The Ghana Catholic Bishops’ Conference has urged parents to take up the responsibility of educating their children about sexuality.

The bishops say instead of allowing foreign interests to fund the government to draw a programme on sexuality education, parents must lead the process.

The President of the Catholic Bishops’ Conference, Most Rev. Philip Naameh, said the issue of Comprehensive Sexuality Education (CSE) that became topical in the country recently, would not have arisen if parents played a good missionary role in the lives of their children.

Addressing the 2019 plenary assembly of the Ghana Catholic Bishops’ Conference in Cape Coast, the Metropolitan Archbishop of Tamale asked parents to rise up and provide a proper parental role in the lives of their children.

Many groups have questioned the supposed introduction of CSE believed to subtly condition pupils to explore Lesbian Gay Bisexual and Transgender (LGBT) lifestyles.

But the Ghana Education Service and the Education Ministry have denied it.

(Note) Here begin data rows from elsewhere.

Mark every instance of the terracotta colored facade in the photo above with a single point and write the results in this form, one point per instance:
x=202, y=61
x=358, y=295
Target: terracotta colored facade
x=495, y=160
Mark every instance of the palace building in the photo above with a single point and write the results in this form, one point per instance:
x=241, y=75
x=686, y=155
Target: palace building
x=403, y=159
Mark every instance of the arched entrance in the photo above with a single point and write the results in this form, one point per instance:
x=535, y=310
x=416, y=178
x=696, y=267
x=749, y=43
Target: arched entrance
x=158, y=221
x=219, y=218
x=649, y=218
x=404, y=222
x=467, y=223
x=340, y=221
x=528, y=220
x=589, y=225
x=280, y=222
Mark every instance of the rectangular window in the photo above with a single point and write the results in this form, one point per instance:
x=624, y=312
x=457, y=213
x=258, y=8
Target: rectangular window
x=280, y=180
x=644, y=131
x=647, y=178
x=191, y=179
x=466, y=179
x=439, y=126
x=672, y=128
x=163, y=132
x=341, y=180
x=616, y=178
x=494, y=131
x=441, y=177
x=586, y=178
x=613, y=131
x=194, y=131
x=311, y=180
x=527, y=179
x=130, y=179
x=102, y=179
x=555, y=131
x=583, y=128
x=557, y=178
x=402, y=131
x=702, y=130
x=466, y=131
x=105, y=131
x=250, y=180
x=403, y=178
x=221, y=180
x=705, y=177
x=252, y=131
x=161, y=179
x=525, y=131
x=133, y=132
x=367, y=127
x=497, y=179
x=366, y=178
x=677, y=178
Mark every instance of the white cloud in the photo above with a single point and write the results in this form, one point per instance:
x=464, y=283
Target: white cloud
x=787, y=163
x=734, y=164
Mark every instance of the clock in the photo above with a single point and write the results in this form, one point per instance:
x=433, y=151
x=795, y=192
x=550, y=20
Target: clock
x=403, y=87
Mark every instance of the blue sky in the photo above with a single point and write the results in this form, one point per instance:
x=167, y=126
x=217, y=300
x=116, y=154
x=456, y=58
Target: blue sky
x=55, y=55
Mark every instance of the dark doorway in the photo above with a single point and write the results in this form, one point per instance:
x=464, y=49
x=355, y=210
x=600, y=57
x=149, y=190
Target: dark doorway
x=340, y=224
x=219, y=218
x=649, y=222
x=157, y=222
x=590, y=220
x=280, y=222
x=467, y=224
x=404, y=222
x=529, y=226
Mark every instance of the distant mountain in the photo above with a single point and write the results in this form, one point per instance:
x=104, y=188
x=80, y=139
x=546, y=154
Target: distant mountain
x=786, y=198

The Ghana government and United Nations Education, Scientific, and Cultural Organisation (UNESCO) launched the CSE programme this year in a bid to empower adolescents and young people to attain a Comprehensive Sexuality Education (CSE).

Known as the “Our right, Our lives, Our Future (O³), CSE is supported by governments of Sweden and Ireland.

It is being implemented in Ghana, Eswatini (formerly Swaziland), Malawi, Tanzania, Zambia and Zimbabwe for what proponents say will be an effective delivery of quality comprehensive sexuality programmes.